Untuk mencegah aksi kejahatan, terutama kejahatan seksual, Badan Reserse Kriminal Kepolisian Republik Indonesia mendesak diproduksinya kartu telepon seluler atau kartu SIM (subscriber identity module) khusus untuk anak.
Kabareskrim Komjen Ari Dono Sukmanto menjelaskan, pengawasan orang tua untuk penggunaan gadget seharusnya dibantu oleh provider telekomunikasi di Indonesia.
Semuanya, tanpa kecuali. Sebab, banyak kasus kejahatan seksual oleh dan terhadap anak yang berawal dari internet, yang merupakan layanan provider.
”Karena itu, Bareskrim mengusulkan untuk membuat kartu telepon khusus anak,” tutur Komjen Ari Senin (03/10/2016).
Dengan kartu SIM khusus itu, anak bisa dicegah mengakses situs yang tidak seharusnya. Baik situs maupun konten porno. Memang saat ini pemerintah memblokir sana-sini situs porno, tapi kebocoran masih banyak.

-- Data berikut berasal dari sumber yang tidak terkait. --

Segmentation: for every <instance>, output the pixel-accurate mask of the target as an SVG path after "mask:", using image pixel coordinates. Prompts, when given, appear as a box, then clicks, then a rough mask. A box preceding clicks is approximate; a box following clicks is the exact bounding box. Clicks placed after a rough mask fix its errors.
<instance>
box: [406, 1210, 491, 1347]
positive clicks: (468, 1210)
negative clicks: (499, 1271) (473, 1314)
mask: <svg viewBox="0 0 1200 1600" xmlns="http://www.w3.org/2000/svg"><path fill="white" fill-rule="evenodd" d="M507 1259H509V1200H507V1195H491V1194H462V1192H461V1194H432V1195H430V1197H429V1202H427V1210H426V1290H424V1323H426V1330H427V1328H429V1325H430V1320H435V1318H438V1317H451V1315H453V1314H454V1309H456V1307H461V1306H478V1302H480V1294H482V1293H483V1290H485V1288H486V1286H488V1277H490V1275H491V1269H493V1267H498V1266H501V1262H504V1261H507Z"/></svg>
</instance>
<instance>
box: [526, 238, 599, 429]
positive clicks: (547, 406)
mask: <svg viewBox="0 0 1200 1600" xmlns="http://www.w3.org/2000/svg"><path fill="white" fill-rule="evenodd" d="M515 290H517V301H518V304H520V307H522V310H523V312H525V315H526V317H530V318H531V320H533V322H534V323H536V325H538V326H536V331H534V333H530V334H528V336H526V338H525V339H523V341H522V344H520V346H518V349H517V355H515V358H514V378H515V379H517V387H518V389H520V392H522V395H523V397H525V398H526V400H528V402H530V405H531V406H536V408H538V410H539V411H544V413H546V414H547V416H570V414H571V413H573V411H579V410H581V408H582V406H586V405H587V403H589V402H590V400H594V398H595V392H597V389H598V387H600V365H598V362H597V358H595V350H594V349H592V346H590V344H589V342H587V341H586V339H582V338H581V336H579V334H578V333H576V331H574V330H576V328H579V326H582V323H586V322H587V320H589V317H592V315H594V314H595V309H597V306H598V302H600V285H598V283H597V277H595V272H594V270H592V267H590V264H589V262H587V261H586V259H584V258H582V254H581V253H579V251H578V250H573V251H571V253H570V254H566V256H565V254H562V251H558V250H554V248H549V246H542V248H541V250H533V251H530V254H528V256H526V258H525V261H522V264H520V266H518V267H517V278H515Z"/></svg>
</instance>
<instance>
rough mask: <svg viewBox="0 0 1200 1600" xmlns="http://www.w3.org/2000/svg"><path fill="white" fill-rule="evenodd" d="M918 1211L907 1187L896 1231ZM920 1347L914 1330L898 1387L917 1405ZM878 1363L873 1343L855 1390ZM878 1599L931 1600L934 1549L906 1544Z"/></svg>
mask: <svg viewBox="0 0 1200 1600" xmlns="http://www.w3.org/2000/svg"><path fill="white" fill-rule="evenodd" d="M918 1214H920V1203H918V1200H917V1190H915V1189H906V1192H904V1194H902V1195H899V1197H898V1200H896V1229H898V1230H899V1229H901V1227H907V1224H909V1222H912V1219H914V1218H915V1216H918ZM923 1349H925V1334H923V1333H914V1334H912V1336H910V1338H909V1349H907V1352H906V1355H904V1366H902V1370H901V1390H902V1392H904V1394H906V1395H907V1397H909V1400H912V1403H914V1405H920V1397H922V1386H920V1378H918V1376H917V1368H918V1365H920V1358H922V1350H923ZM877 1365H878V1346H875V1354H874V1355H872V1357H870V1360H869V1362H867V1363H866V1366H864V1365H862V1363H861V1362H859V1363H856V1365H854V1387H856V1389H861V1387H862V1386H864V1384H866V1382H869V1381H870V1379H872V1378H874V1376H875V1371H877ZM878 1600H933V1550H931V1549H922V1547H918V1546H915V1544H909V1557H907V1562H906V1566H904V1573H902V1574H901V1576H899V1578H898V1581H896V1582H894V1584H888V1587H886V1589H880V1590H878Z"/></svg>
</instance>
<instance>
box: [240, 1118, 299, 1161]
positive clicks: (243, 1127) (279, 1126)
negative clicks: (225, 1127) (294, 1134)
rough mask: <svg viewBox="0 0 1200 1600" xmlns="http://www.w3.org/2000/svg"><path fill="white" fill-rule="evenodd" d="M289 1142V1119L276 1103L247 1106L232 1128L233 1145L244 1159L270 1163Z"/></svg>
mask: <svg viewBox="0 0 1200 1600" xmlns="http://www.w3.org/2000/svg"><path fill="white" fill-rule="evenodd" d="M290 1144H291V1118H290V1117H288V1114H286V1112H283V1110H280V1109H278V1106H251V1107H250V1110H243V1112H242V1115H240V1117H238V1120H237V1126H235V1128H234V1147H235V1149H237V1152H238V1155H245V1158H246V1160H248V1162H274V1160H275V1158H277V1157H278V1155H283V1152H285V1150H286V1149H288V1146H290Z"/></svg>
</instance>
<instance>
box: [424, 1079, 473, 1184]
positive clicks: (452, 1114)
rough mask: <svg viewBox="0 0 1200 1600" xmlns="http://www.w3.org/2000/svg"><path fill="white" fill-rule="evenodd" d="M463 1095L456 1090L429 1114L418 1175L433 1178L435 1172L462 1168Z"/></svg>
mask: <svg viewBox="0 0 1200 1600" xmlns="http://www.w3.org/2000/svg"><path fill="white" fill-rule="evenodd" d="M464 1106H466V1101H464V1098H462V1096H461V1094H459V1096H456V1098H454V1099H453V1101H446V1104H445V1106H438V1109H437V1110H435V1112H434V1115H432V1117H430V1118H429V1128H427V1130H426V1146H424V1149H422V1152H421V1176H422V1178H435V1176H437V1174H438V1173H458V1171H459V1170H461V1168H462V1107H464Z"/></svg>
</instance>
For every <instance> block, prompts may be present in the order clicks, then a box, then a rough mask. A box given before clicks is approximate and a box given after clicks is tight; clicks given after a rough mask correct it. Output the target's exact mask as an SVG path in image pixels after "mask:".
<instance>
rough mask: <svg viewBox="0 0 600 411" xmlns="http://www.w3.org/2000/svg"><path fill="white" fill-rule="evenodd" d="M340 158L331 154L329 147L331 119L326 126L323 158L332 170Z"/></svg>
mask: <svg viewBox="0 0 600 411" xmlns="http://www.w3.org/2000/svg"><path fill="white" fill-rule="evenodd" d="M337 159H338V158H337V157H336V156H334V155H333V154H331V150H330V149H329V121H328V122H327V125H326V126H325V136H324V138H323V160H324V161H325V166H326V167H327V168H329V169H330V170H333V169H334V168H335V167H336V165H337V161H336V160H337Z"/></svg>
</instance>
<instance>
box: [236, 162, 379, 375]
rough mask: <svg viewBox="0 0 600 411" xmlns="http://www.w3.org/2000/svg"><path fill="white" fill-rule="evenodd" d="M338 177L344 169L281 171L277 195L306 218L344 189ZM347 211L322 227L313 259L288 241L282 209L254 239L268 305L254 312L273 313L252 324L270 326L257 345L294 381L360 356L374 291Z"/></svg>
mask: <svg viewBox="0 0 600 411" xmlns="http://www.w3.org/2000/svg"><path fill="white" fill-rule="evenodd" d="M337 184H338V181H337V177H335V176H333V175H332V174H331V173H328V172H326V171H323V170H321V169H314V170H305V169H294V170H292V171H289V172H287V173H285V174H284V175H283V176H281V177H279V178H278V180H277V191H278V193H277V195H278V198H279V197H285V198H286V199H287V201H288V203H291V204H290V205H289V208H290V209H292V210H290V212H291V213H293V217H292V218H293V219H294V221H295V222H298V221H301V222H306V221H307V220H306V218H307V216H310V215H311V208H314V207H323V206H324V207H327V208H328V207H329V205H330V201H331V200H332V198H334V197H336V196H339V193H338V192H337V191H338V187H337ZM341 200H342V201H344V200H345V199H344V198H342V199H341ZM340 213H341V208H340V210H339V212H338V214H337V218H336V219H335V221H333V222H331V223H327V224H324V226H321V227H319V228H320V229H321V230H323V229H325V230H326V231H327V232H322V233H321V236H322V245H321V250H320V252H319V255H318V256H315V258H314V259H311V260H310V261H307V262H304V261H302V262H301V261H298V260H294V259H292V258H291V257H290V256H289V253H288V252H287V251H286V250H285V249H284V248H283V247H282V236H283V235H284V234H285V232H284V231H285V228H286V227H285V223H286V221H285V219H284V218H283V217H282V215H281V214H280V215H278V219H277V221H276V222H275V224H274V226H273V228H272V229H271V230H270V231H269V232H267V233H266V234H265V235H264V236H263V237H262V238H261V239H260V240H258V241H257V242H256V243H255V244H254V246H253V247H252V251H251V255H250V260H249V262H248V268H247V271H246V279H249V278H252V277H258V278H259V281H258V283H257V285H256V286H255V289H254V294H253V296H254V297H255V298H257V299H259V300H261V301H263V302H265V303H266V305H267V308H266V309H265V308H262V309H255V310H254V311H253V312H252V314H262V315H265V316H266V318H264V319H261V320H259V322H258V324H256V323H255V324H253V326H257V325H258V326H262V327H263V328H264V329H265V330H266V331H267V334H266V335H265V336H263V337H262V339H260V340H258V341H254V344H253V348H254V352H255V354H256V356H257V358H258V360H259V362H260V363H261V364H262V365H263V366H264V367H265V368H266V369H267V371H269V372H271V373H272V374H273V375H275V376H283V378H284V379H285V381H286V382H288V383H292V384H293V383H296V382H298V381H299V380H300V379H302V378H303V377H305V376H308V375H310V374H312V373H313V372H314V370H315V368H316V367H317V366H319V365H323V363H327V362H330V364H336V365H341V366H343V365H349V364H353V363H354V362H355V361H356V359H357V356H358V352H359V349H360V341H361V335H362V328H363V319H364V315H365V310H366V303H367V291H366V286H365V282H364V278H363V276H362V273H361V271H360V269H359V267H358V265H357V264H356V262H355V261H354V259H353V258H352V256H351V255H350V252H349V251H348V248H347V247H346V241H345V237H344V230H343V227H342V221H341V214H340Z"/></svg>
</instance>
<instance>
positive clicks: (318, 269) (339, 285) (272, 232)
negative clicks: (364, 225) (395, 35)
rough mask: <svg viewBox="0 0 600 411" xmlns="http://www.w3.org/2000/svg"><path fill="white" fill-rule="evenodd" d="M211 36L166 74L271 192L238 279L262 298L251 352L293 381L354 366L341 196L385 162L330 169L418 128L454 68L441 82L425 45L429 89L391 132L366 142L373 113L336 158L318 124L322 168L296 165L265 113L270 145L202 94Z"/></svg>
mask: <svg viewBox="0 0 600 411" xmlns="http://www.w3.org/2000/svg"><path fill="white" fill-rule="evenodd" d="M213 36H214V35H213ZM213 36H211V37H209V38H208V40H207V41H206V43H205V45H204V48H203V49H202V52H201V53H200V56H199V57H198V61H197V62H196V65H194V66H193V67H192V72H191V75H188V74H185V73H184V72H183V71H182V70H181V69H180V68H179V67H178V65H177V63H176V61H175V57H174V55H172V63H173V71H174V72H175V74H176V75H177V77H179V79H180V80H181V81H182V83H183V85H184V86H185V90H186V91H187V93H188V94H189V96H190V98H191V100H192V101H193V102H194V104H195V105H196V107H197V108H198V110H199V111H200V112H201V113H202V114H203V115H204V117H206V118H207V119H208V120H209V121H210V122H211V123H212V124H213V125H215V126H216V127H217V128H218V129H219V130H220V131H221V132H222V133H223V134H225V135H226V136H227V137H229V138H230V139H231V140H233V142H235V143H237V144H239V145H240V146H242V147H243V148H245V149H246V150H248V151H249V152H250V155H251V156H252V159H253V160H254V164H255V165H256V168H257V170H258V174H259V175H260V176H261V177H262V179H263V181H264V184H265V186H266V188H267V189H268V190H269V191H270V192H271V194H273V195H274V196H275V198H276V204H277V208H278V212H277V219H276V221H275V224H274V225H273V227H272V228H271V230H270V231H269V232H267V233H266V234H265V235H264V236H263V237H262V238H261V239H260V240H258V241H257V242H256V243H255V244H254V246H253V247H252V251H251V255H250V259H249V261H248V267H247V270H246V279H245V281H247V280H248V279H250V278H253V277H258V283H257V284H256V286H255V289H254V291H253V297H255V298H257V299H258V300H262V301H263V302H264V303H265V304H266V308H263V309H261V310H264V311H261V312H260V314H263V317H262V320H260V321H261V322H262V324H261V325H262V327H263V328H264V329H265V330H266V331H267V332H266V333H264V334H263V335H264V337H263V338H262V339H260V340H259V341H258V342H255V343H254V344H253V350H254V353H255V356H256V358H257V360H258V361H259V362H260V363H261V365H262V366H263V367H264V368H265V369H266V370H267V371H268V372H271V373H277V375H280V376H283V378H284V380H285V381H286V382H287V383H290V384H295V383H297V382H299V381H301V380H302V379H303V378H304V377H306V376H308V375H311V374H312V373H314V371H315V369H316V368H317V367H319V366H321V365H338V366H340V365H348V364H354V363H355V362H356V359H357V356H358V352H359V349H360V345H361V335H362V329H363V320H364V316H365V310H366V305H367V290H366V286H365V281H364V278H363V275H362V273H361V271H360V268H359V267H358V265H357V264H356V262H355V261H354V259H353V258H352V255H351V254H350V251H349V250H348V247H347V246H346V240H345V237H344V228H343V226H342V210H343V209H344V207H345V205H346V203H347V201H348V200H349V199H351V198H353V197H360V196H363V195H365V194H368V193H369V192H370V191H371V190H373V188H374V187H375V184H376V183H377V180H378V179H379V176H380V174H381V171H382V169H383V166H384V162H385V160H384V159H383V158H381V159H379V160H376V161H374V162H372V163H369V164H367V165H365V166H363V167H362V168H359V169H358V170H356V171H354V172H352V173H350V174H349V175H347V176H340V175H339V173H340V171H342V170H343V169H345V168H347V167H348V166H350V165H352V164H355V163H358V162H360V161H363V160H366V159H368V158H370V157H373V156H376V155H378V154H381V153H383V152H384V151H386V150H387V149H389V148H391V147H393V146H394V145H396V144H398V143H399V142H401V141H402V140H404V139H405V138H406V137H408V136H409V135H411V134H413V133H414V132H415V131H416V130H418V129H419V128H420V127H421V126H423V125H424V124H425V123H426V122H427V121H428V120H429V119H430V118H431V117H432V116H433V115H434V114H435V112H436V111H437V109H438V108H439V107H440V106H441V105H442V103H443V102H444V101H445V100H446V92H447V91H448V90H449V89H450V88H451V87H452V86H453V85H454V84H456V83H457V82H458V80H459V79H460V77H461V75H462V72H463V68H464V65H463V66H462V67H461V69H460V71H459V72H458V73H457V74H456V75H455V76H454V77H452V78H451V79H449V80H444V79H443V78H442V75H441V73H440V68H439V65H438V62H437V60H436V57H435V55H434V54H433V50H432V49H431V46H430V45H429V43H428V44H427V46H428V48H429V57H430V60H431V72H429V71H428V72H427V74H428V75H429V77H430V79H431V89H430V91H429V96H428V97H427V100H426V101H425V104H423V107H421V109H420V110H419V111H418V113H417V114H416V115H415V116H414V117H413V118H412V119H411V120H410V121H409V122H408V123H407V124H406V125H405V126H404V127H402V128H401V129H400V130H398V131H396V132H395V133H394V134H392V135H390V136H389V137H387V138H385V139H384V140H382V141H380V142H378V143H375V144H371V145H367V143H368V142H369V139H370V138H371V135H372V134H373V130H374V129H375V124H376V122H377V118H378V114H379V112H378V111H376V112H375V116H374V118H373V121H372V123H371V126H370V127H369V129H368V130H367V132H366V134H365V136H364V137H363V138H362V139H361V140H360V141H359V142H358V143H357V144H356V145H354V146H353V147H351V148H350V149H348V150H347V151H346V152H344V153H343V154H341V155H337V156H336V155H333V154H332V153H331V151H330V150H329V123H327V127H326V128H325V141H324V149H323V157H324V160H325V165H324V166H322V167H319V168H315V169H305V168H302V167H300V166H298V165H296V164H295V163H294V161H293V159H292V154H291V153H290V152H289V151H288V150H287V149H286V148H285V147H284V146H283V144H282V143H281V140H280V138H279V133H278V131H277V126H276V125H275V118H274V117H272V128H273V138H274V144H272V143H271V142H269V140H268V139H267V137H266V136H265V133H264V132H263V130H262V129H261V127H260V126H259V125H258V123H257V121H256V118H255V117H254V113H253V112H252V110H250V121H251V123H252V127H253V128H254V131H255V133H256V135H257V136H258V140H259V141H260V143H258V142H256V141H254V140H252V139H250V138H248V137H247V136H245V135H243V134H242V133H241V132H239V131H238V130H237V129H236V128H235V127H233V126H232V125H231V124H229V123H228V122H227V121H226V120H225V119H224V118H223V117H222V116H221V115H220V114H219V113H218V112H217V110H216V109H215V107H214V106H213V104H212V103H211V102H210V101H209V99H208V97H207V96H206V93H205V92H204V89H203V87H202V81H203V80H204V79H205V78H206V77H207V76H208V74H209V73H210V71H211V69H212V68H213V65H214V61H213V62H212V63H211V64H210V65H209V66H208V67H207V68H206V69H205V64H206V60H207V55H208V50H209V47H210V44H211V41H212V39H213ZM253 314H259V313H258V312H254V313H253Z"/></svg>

”Dengan kartu SIM untuk anak, saya yakin lebih aman,” ujarnya. Layanan kartu SIM khusus itu juga memungkinkan situs yang bisa diakses anak terkait dengan hal-hal tentang pendidikan.
”Saya usulkan ini ke semua provider,” ungkapnya, seperti dilansir tribratanews.com, Selasa (04/10/2016).
Dengan kartu khusus anak itu, penegak hukum bisa lebih mudah dalam melakukan penindakan. Bila anak menjadi korban kejahatan seksual yang bermula dari internet, bisa langsung dicek kartunya khusus atau tidak.
”Kalau tidak, tentu kami jerat pelaku yang menjual kartu telepon secara sembarangan,” jelasnya.
Dia menambahkan, orang jahat sudah menularkan kejahatan yang mengancam anak di internet. Tidak bisa lagi kita acuh dan lengah terhadap masalah tersebut.
Karena itu, semua daya dan upaya untuk melindungi anak harus dilakukan. ”Maka, provider juga harus terlibat,” tegasnya.
Penegakan hukum juga akan ditingkatkan untuk melindungi anak-anak dari kejahatan seksual dan lainnya. Dia menegaskan, pasal berlapis untuk memberatkan hukuman bagi pelaku kejahatan seksual anak juga akan terus diterapkan.
”Sehingga pencegahan dan penegakan hukum akan lebih seimbang,” paparnya.
Dia memastikan bahwa penegakan hukum tanpa peran aktif masyarakat juga akan sia-sia. Karena itu, kepedulian semua pihak untuk melindungi anak saat ini diuji.
”Kami berupaya semaksimal mungkin mengajak semua untuk bersama-sama memerangi pelaku kejahatan seksual terhadap anak,” papar mantan Wakabareskrim tersebut.
Sebelumnya, Bareskrim mengungkap prostitusi anak oleh AR. Tak tanggung-tanggung, korbannya mencapai 145 anak di Jakarta, Depok, Bogor, dan Bandung.